School of Electrical Engineering and Computer Science, Gwangju Institute of Science and Technology, 123 Cheomdan-gwagiro, Buk-gu, Gwangju 61005, Korea.
Sensors (Basel). 2020 May 4;20(9):2614. doi: 10.3390/s20092614.
In this paper, we propose a novel emotion recognition method based on the underlying emotional characteristics extracted from a conditional adversarial auto-encoder (CAAE), in which both acoustic and lexical features are used as inputs. The acoustic features are generated by calculating statistical functionals of low-level descriptors and by a deep neural network (DNN). These acoustic features are concatenated with three types of lexical features extracted from the text, which are a sparse representation, a distributed representation, and an affective lexicon-based dimensions. Two-dimensional latent representations similar to vectors in the valence-arousal space are obtained by a CAAE, which can be directly mapped into the emotional classes without the need for a sophisticated classifier.

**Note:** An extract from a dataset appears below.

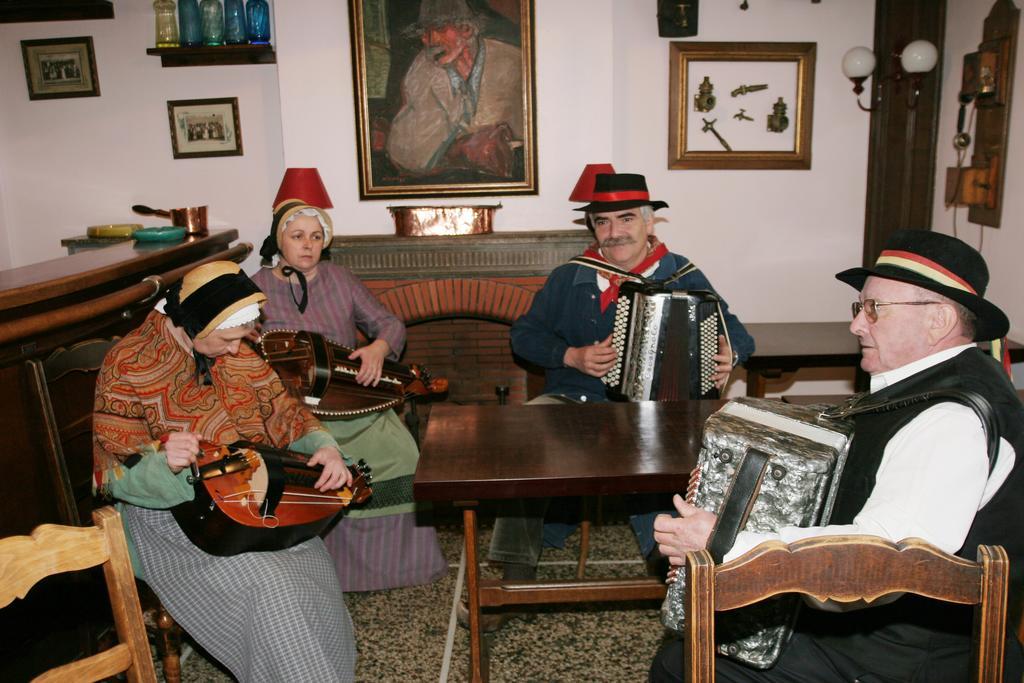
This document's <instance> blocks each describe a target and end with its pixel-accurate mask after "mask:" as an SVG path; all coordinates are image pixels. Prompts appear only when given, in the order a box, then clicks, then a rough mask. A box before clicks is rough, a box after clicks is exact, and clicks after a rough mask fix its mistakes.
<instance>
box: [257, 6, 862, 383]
mask: <svg viewBox="0 0 1024 683" xmlns="http://www.w3.org/2000/svg"><path fill="white" fill-rule="evenodd" d="M699 26H700V27H701V29H700V33H699V35H698V36H697V38H696V40H700V41H793V42H815V43H817V69H816V74H815V101H814V131H813V145H812V168H811V170H809V171H670V170H668V169H667V166H668V126H669V123H668V106H669V104H668V99H669V43H670V39H666V38H659V37H658V36H657V24H656V19H655V3H639V2H637V0H537V7H536V40H537V109H538V117H537V118H538V152H539V154H538V158H539V162H540V187H541V191H540V194H539V195H538V196H537V197H520V198H501V202H502V204H503V205H504V208H503V209H501V210H500V211H499V212H498V213H497V215H496V218H495V223H496V230H502V229H564V228H566V227H571V226H572V223H571V221H572V220H573V219H575V218H578V217H579V214H578V213H574V212H573V211H572V208H573V206H577V205H572V204H570V203H569V202H568V201H567V198H568V195H569V193H570V190H571V189H572V186H573V185H574V183H575V180H577V177H578V176H579V174H580V171H581V170H582V168H583V166H584V165H585V164H587V163H595V162H611V163H612V164H613V165H614V166H615V168H616V169H617V170H620V171H633V172H640V173H644V174H646V176H647V180H648V185H649V187H650V190H651V194H652V197H654V198H656V199H663V200H665V201H667V202H669V204H670V205H671V207H670V208H669V209H667V210H664V211H659V212H658V215H659V217H663V218H664V219H665V221H664V222H662V223H660V224H659V226H658V234H659V237H660V238H662V239H663V240H664V241H665V242H666V243H667V244H668V245H669V247H670V248H671V249H673V250H674V251H678V252H681V253H683V254H685V255H686V256H688V257H690V258H691V259H693V260H694V261H695V262H696V263H698V264H699V265H700V266H701V267H702V269H703V270H705V271H706V272H707V273H708V274H709V276H710V278H711V280H712V282H713V283H714V284H715V287H716V288H717V289H718V290H719V292H720V293H722V294H723V295H724V296H725V297H726V298H727V299H728V301H729V302H730V305H731V306H732V308H733V310H734V311H736V312H737V314H739V315H740V316H741V318H742V319H744V321H750V322H772V321H835V319H843V318H845V317H846V315H847V311H848V310H849V302H850V301H851V300H852V299H853V293H852V291H851V290H850V289H849V288H848V287H846V286H845V285H841V284H840V283H838V282H837V281H836V280H835V279H834V278H833V275H834V274H835V273H836V272H838V271H839V270H842V269H843V268H846V267H849V266H851V265H859V264H860V259H861V247H862V241H863V215H864V194H865V187H866V178H865V173H866V165H867V144H866V140H867V132H868V123H869V121H868V116H867V115H866V114H864V113H862V112H861V111H860V110H859V109H857V106H856V104H855V102H854V96H853V94H852V93H851V92H850V88H851V86H850V83H849V81H847V80H846V78H844V77H843V75H842V73H841V71H840V62H841V59H842V56H843V54H844V53H845V51H846V50H847V49H848V48H849V47H851V46H853V45H861V44H866V45H870V44H871V42H872V32H873V6H872V3H869V2H866V1H865V2H824V3H821V4H811V3H809V2H794V1H793V0H758V1H757V2H756V3H752V8H751V9H750V10H748V11H745V12H744V11H741V10H740V9H739V8H738V3H736V2H731V1H726V0H718V1H716V2H705V3H701V6H700V17H699ZM276 29H278V46H279V56H278V62H279V74H280V79H281V92H282V97H281V99H282V126H283V135H284V140H285V160H286V162H287V164H288V165H289V166H316V167H318V168H319V170H321V173H322V175H323V177H324V179H325V183H326V184H327V186H328V189H329V191H330V194H331V197H332V200H333V202H334V205H335V207H336V208H335V211H334V215H335V222H336V224H338V225H340V226H342V227H341V229H343V230H345V231H346V232H350V233H360V234H361V233H386V232H390V231H391V230H393V224H392V223H391V222H390V216H389V213H388V211H387V209H386V207H387V206H388V205H391V204H416V203H417V201H416V200H413V201H382V200H369V201H359V199H358V174H357V167H356V158H355V155H356V141H355V120H354V118H355V117H354V99H353V95H352V83H351V77H350V73H351V52H350V45H349V42H348V41H347V40H344V39H342V40H340V41H339V40H338V36H342V37H345V36H347V35H348V15H347V11H346V8H345V7H344V5H343V4H342V3H325V2H322V1H319V0H298V1H295V2H289V3H287V4H286V3H279V5H278V6H276ZM311 84H316V87H315V88H314V87H313V86H312V85H311ZM313 93H315V95H314V94H313ZM459 201H460V200H449V201H447V202H444V201H442V202H441V203H450V204H458V203H459ZM419 202H420V203H422V200H420V201H419ZM473 202H474V203H479V200H477V199H475V198H474V200H473ZM431 203H433V201H431ZM755 283H756V285H755ZM821 375H822V374H821V373H820V372H819V373H816V374H815V375H814V377H815V378H819V377H821ZM805 376H806V377H807V378H810V377H811V375H810V374H805V375H802V378H803V377H805ZM836 376H837V375H836V374H831V375H829V374H828V373H825V374H824V378H825V380H826V381H821V382H814V383H807V382H803V383H802V387H801V388H800V389H798V391H800V392H804V393H838V392H845V391H848V390H849V388H850V387H849V382H848V381H846V378H847V377H849V374H844V373H840V374H839V375H838V377H840V378H841V381H839V382H836V381H827V380H829V379H835V377H836ZM773 388H776V389H778V390H782V388H783V387H773ZM784 388H785V390H786V391H791V390H792V388H791V387H788V386H786V387H784ZM742 390H743V384H742V383H741V382H739V383H735V385H734V386H733V392H737V391H742Z"/></svg>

In contrast to the previous attempt to a CAAE using only acoustic features, the proposed approach could enhance the performance of the emotion recognition because combined acoustic and lexical features provide enough discriminant power. Experimental results on the Interactive Emotional Dyadic Motion Capture (IEMOCAP) corpus showed that our method outperformed the previously reported best results on the same corpus, achieving 76.72% in the unweighted average recall.
在本文中,我们提出了一种新的情感识别方法,该方法基于从条件对抗自动编码器(CAAE)中提取的潜在情感特征,其中同时使用了声学和词汇特征作为输入。声学特征是通过计算低层描述符的统计函数和深度神经网络(DNN)生成的。这些声学特征与从文本中提取的三种类型的词汇特征(稀疏表示、分布式表示和基于情感词典的维度)组合在一起。通过 CAAE 获得类似于效价唤醒空间中向量的二维潜在表示,无需复杂的分类器即可直接将其映射到情感类别。与之前仅使用声学特征的 CAAE 尝试相比,由于组合的声学和词汇特征提供了足够的判别能力,因此所提出的方法可以提高情感识别的性能。在交互式情感对偶运动捕捉(IEMOCAP)语料库上的实验结果表明,与同一语料库上之前报告的最佳结果相比,我们的方法表现出色,在未加权平均召回率方面达到了 76.72%。